95² - x² = x² - 121x + (60.5)²

or: 2x² - 121x - 5364.75 = 0, equivalently:

x² - (60.5)x - 2682.375

the quadratic equation gives:

x = (60.5 ± √[(60.5)² - 4(-2682.375)])/2 or the two values:

x = 90.229 <--this is approx. 127.6/√2

x = -29.729 <--this value is negative, ignore it.

so now we are in a position to form our riemann sums. first, we chop the interval [0,90.229] into n equal pieces. these are our "sub-intervals".

each piece has width 90.229/n. let's agree the take the height of f(x) - g(x) at the right endpoint. what is the k-th right endpoint?

the first is is: 90.229/n, that's obvious.

the second one is 2(90.229)/n (90.229/n + 90.229/n, right?).

so the k-th one is going to be: k(90.229)/n = 90.229(k/n).

so our sum is:

$\sum_{k = 1}^n\ [g(90.229(k/n)) - f(90.229(k/n))](90.229/n)$

substituting in what g and f actually are, we get:

$\sum_{k = 1}^n\ [\sqrt{95^2 - (90.229)^2k^2/n^2} + 60.5 - 90.229(k/n)](90.229/n)$

that is going to be a beastly sum to evaluate, even after you split up the part with the square root, and everything else (the "everything else" won't be that hard).

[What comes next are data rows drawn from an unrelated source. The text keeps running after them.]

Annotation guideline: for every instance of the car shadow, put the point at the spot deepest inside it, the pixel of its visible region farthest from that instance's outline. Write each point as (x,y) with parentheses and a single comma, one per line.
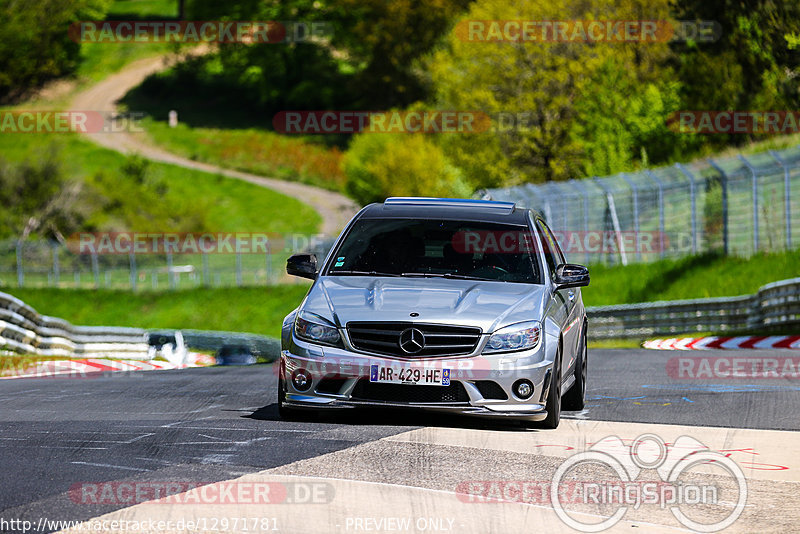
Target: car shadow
(393,417)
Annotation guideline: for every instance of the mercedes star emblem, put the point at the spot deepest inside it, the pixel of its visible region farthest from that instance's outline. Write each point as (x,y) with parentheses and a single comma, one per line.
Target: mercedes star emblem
(412,341)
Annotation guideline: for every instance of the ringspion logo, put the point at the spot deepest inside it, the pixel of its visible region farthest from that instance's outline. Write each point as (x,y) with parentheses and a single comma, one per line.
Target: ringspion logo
(734,122)
(86,122)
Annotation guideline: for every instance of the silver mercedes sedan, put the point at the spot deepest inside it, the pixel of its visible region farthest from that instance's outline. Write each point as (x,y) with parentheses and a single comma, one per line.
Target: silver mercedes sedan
(460,306)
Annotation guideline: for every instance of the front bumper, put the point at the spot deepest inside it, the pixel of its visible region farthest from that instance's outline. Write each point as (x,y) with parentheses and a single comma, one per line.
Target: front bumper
(481,385)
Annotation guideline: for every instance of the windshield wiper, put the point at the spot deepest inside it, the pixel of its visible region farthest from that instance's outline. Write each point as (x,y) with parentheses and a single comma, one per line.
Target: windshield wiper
(361,273)
(451,276)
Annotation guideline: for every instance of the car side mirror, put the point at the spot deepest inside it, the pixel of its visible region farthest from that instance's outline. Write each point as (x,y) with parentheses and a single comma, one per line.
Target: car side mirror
(571,275)
(304,265)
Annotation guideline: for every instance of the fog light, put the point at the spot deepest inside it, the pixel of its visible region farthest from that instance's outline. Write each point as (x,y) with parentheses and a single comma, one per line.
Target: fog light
(301,380)
(523,389)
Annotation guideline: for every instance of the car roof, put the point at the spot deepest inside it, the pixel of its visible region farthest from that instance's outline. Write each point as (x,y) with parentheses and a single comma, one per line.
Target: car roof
(448,209)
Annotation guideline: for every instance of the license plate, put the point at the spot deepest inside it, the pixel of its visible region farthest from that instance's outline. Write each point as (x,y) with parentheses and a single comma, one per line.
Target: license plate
(409,375)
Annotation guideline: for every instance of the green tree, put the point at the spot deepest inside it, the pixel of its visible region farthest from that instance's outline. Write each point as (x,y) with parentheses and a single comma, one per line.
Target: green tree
(565,86)
(37,198)
(34,41)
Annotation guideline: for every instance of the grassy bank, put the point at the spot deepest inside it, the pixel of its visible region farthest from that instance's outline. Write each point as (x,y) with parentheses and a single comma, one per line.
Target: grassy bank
(260,310)
(167,198)
(253,150)
(255,310)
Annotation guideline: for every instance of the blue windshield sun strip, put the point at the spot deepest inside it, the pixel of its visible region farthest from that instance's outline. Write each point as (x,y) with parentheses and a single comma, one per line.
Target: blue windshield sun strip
(425,201)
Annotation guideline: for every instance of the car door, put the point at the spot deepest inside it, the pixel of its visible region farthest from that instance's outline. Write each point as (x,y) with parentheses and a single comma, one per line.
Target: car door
(569,297)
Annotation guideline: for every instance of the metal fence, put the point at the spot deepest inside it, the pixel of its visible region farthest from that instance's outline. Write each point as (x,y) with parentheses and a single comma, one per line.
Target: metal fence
(738,205)
(776,307)
(51,264)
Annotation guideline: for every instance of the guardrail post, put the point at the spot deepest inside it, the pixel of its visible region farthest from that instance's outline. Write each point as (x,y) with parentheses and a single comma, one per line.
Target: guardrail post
(56,266)
(170,274)
(206,277)
(787,203)
(724,183)
(20,266)
(660,185)
(755,202)
(134,273)
(585,197)
(693,197)
(238,269)
(269,263)
(635,192)
(95,269)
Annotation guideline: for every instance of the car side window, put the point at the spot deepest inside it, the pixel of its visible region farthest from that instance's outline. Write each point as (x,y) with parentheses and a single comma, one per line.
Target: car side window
(552,252)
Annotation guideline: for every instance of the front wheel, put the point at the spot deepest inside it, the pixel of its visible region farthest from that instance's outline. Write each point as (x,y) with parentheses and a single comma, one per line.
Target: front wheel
(553,405)
(575,398)
(285,413)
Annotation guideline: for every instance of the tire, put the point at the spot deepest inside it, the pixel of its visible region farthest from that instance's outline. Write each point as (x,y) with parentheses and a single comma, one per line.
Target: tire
(553,404)
(575,398)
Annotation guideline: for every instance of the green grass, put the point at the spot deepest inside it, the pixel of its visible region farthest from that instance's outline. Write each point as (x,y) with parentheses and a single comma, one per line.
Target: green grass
(99,60)
(144,9)
(252,150)
(206,202)
(255,310)
(708,275)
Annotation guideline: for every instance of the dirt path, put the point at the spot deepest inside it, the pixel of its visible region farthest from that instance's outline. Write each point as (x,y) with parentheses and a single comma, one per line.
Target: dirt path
(334,208)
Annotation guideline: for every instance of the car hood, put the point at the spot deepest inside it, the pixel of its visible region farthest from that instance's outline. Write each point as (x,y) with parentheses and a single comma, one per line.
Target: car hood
(488,305)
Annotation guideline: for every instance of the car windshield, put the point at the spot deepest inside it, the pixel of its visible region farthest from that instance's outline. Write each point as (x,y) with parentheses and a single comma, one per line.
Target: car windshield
(437,248)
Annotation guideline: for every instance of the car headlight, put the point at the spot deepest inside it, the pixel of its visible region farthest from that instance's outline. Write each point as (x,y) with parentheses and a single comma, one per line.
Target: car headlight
(312,327)
(520,336)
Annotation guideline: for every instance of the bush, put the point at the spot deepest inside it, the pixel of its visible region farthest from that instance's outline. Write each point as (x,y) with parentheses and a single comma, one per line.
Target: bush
(382,165)
(35,44)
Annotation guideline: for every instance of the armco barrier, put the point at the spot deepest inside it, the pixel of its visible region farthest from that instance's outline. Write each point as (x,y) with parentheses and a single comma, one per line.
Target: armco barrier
(775,307)
(210,340)
(24,330)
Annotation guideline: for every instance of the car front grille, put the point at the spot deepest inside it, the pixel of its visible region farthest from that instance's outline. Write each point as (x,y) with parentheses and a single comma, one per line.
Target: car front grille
(409,393)
(440,340)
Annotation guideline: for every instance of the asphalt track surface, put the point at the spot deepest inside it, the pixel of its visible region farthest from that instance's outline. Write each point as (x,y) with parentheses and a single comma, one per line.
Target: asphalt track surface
(208,425)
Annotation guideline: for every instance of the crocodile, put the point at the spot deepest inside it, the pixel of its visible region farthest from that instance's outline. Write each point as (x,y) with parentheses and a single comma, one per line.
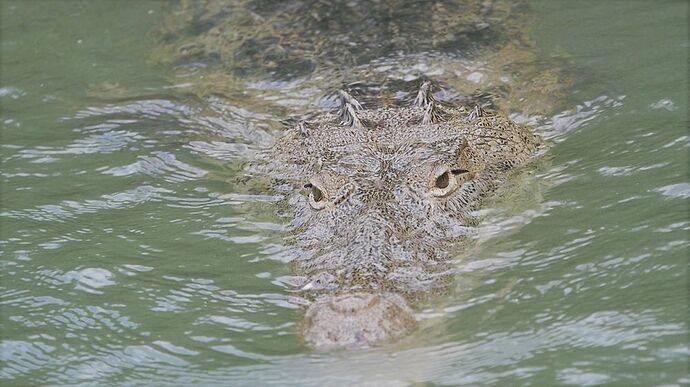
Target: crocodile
(244,50)
(381,197)
(384,190)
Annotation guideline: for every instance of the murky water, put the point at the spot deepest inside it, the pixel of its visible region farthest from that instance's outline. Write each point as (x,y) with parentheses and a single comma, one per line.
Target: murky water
(133,252)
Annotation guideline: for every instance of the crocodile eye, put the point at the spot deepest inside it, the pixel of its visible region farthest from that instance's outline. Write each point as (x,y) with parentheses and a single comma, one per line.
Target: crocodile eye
(316,194)
(316,197)
(443,181)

the reason why, is that it is tantamount to evaluating:

$\int_0^r \sqrt{r^2 - x^2}\ dx$ by using riemann sums, which is a very complicated thing to do (the anti-derivative itself is a rather complicated looking-function, it's non-trivial).

so, if you actually find a way to evaluate these riemann sums, you certainly deserve the extra credit.